The process for making a return-to-participation decision following concussion begins with the determination that the patient is no longer experiencing the acute symptoms of the injury. Clinicians should be careful not to insist that patients are completely asymptomatic, as the presence of some symptoms may be accounted for by other noninjury factors related to management, such as the loss of physical activity and social interaction. It is more appropriate that the patient be able to tolerate a day of “regular” activities, such as going to school, without a return of bothersome symptoms and without the use of symptomatic medications or other therapies. Once this is the case, it is then best to have the patient begin a graduated set of physical challenges designed to test whether an injury might still exist that is subsymptomatic.
Each stage of the return to participation protocol is designed to test a very particular demand on brain function ( Table 38-1 ). Stage I is designed to introduce simple cardiovascular exertion that is sustained and constant.
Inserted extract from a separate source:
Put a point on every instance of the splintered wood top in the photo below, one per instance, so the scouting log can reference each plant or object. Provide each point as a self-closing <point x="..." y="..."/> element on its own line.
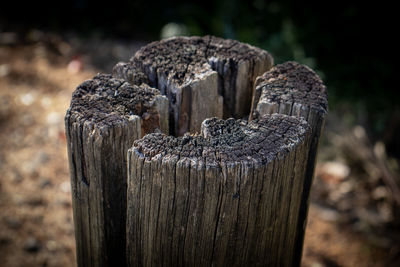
<point x="292" y="82"/>
<point x="229" y="141"/>
<point x="106" y="101"/>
Around 30 minutes of exertion with a heart rate sustained between 70 and 80 percent of the expected maximum (which can be calculated as 220 minus the patient’s age) is usually adequate. This first stage is best accomplished by the use of a stationary bike, as this minimizes other variables including movement, visual processing, and cognitive load. Stage II adds predictable, simple movement by having the patient jog on a treadmill with the same time and cardiovascular goals as stage I. Stage III adds both complex movements and interval cardiovascular exertion through the use of sport-specific agility drills; this stage can also include resistance training. As with the first two stages, at least 30 minutes of exposure is necessary. Stage IV adds the cognitive load of playing the sport in question, by having the patient participate in a typical noncontact practice that has been carefully controlled to eliminate any significant risk of head trauma. Stage IV further challenges the patient by providing a complex and dynamic visual environment. The final stage is a return to participation without restrictions.